What's been called the biggest election fraud scandal in recent state history is not likely to produce a trial of similar proportions.

Of the 14 people charged earlier this year in a scheme to buy, steal or fabricate votes in the 2004 Appalachia town elections, 12 of them -- including former Mayor Ben Cooper -- have agreed to cooperate with prosecutors.

That leaves just one person, a former postal worker charged with stealing absentee ballots from the mail for two candidates, to contest the charges at an October trial that once held the prospect of having more defendants than jurors.

The final defendant who has not signed a letter of agreement with prosecutors, a former Appalachia police officer, will likely be tried later in the year, special prosecutor Tim McAfee said this week.

In March, a state police investigation into election fraud in Appalachia, a small coal-mining town just miles from the Kentucky border, culminated when a Wise County grand jury returned a 300-page indictment alleging widespread corruption and police misconduct.

Fourteen people were charged with nearly 1,000 crimes related to an alleged scheme to buy votes in the municipal elections with beer, cigarettes and even pork rinds. In some cases, absentee ballots were stolen from the mail and fraudulently cast for a slate of candidates that included Cooper, the indictment alleges.

After winning a seat on town council and being appointed mayor, Cooper used his ill-gotten power to direct a rogue police force to conduct warrantless raids on the homes of his political enemies, the indictment also claims.

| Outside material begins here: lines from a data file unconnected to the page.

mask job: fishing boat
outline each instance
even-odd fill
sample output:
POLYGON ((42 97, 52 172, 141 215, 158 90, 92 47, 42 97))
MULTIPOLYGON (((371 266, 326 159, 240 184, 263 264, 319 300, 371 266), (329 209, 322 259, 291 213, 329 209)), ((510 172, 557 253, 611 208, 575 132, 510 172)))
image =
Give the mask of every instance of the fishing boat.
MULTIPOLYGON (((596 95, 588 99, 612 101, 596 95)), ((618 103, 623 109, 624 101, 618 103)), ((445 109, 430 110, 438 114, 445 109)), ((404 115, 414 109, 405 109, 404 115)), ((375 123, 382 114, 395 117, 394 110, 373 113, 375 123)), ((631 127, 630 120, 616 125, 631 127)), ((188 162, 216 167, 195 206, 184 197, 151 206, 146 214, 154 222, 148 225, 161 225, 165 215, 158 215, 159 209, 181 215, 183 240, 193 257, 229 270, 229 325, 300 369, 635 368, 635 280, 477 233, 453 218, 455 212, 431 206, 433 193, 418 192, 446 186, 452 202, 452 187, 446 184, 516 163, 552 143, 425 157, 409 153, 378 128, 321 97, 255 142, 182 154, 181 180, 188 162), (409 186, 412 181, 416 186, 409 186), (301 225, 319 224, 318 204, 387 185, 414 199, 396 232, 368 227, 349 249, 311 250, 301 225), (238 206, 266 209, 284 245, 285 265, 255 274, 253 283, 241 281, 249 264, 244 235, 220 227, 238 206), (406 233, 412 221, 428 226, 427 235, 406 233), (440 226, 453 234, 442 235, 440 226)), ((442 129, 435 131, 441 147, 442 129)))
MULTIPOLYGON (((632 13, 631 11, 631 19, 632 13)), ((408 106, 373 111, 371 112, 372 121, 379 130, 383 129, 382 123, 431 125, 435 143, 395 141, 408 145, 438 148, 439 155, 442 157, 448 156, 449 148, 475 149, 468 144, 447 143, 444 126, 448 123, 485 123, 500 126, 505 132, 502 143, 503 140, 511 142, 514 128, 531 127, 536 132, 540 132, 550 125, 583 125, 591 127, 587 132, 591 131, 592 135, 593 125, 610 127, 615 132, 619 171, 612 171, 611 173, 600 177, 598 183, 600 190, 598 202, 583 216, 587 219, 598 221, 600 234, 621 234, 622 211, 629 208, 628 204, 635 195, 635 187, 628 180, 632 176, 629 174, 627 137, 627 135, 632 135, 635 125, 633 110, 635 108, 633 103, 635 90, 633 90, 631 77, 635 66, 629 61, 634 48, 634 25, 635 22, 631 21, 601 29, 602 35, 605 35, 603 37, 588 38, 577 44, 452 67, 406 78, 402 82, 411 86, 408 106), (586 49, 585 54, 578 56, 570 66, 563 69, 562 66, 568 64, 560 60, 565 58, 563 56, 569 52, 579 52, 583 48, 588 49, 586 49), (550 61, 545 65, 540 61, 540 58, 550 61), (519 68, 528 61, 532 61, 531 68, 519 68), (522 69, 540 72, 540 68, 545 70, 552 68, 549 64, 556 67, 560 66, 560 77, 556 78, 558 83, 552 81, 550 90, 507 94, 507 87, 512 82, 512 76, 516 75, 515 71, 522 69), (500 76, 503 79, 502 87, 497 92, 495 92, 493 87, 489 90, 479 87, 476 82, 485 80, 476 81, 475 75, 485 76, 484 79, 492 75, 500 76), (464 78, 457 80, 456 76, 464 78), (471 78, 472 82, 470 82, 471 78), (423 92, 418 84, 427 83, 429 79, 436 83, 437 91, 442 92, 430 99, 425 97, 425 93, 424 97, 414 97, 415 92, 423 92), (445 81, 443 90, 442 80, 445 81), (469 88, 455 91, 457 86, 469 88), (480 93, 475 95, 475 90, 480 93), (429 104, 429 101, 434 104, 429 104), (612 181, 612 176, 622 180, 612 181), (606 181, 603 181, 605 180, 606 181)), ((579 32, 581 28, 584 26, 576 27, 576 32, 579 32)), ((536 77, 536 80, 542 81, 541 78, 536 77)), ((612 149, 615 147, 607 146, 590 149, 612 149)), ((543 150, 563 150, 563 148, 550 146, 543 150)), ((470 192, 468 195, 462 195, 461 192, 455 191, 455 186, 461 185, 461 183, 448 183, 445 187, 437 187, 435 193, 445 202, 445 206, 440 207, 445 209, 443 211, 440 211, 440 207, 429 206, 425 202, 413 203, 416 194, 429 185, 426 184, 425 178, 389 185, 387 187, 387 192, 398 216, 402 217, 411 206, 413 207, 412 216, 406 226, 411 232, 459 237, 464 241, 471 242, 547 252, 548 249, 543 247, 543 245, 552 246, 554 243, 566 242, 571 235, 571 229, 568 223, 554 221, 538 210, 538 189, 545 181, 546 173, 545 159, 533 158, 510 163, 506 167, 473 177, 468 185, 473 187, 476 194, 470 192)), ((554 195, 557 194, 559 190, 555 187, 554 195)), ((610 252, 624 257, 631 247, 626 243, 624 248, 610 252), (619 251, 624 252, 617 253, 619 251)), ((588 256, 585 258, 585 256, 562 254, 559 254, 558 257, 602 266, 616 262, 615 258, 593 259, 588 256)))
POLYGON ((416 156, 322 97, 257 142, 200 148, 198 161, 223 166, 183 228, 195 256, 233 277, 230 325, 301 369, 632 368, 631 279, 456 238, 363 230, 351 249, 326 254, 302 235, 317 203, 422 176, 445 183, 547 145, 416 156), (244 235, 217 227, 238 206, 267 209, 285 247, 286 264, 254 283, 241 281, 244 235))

In addition to Cooper, the defendants included a second candidate for town council, six of his family members, two town employees and two police officers. Only Don Estridge, the postal worker scheduled to go on trial beginning Oct. 3, and police officer Walter Baber have not signed letters of cooperation with McAfee's office.

Although no formal deals have been made, the letters indicate that the cooperating defendants will likely plead guilty sometime after the trial and be sentenced in accordance with their level of assistance.

"You must understand that the Commonwealth will continue to seek an appropriate punishment for you based upon the totality of the circumstances, which shall include the quantity and quality of your cooperation," a letter from McAfee to Cooper stated.

Cooper, who faces 244 felony charges, resigned as mayor and acting town manager following his indictment. His attorney, Patti Church, declined to comment in detail Friday on how his case might be resolved.

"Certainly given the statements made by his co-defendants, we believe that it's in his best interest to continue with the cooperative agreement," Church said.

At the time of the indictments, political analyst Larry Sabato said the number of charges and defendants made the Appalachia case the state's biggest election fraud scandal since 1945, when the disputed lieutenant governor's race also turned on election fraud in Wise County.